The insort function is the second step that does the real insertion process. The function returns the list after the element has been inserted in the rightmost index without altering the sorted order. Just like its bisect counterpart, the insort function takes 4 arguments but 2 required ones – the list we desire to insert and the element to be inserted. Let’s see how this is done with a coding example.

```
#define a list of sorted numbers
list_1 = [1, 1, 2, 2, 3, 4, 5, 5, 5, 6]
#pass the list and element (3) as argument to the insort function and print the result
bisect.insort(list_1, 3)
# print the list
print(list_1)
```

Output:

`[1, 1, 2, 2, 3, 3, 4, 5, 5, 5, 6]`

As seen, the number 3 which appeared once in the defined list now appears twice in the returned list.The insort function inserts 3 into the list by the insort function.

## 5. The insort_left function

The insort_left function returns the list after the element has been inserted in the left_most index without altering the sorted list order. Let’s try an example.

```
#define a list of sorted numbers
list_1 = [1, 1, 2, 2, 3, 4, 5, 5, 5, 6]
#insort 1 to the list
bisect.insort_left(list_1, 1)
# print the list
print(list_1)
```

Output:

```
[1, 1, 1, 2, 2, 3, 4, 5, 5, 5, 6]
```

Now, 1 appears thrice. Believe it or not, the inserted 1 is at index 0.

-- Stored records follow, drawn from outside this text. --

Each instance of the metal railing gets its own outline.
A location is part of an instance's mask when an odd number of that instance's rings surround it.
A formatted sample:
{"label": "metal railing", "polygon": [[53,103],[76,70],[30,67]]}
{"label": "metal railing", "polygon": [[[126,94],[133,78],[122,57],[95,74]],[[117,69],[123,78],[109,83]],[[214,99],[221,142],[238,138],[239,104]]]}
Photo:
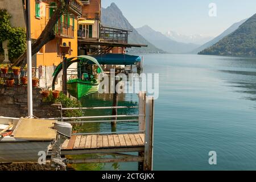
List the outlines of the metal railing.
{"label": "metal railing", "polygon": [[[60,108],[61,110],[61,117],[60,118],[47,118],[50,120],[57,120],[64,121],[71,123],[109,123],[109,122],[138,122],[138,130],[130,131],[121,131],[120,133],[144,133],[146,134],[147,126],[151,123],[150,118],[154,116],[154,98],[146,97],[145,92],[139,93],[139,106],[105,106],[105,107],[67,107]],[[138,114],[127,114],[117,115],[97,115],[97,116],[84,116],[79,117],[63,117],[63,111],[72,110],[102,110],[102,109],[139,109]],[[131,119],[129,119],[131,118]],[[122,119],[122,118],[125,118]],[[99,120],[101,119],[112,119],[111,120]],[[90,119],[89,121],[87,119]],[[98,119],[98,120],[95,120]],[[147,125],[147,123],[148,123]],[[85,135],[92,134],[115,134],[114,132],[110,133],[76,133],[72,135]]]}

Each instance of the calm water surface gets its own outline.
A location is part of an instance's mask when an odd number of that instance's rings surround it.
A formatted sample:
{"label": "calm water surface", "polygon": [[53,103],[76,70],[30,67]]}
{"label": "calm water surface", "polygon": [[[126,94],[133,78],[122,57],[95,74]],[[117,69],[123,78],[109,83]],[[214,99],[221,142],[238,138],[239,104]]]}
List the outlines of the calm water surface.
{"label": "calm water surface", "polygon": [[[144,57],[144,71],[160,74],[159,97],[155,101],[154,169],[256,169],[256,59],[168,54]],[[119,100],[119,105],[138,104],[136,95],[121,96]],[[82,101],[85,106],[112,104],[107,95],[94,94]],[[111,110],[93,112],[86,114],[109,114]],[[83,127],[85,131],[109,131],[109,125]],[[117,129],[134,130],[137,126],[123,123]],[[217,152],[216,166],[208,163],[210,151]],[[78,169],[88,167],[77,166]],[[90,167],[137,170],[137,164]]]}

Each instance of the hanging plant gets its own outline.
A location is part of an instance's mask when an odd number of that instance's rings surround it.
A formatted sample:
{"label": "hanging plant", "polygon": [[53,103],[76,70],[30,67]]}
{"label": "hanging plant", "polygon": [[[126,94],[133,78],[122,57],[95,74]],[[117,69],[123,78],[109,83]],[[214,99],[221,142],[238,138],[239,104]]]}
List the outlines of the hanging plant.
{"label": "hanging plant", "polygon": [[13,69],[14,75],[18,76],[19,75],[19,73],[20,72],[20,67],[13,67],[11,68],[11,69]]}
{"label": "hanging plant", "polygon": [[9,69],[8,64],[1,64],[0,68],[3,74],[6,74],[8,72],[8,69]]}

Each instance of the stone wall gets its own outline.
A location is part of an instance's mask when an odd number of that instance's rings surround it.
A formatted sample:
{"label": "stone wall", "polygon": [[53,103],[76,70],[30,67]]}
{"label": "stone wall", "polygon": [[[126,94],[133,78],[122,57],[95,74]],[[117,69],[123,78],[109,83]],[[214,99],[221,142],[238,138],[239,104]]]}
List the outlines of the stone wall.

## 6. The insort_right function

The insort_right acts like the insort function as it also inserts the element in the rightmost index of the sorted list and returns the list. Let’s attempt to insert 6 into the list.

```
#define a list of sorted numbers
list_1 = [1, 1, 2, 2, 3, 4, 5, 5, 5, 6]
#insort_left 6 to the list
bisect.insort_right(list_1, 6)
# print the list
print(list_1)
```

Output:

```
[1, 1, 2, 2, 3, 4, 5, 5, 5, 6, 6]
```

This time, the inserted 6 is the last element in the list.

In conclusion, you have seen how to carry out a quick binary search of sorted lists using the python bisect function. You also discovered how to insert elements in a sorted list with the insort function.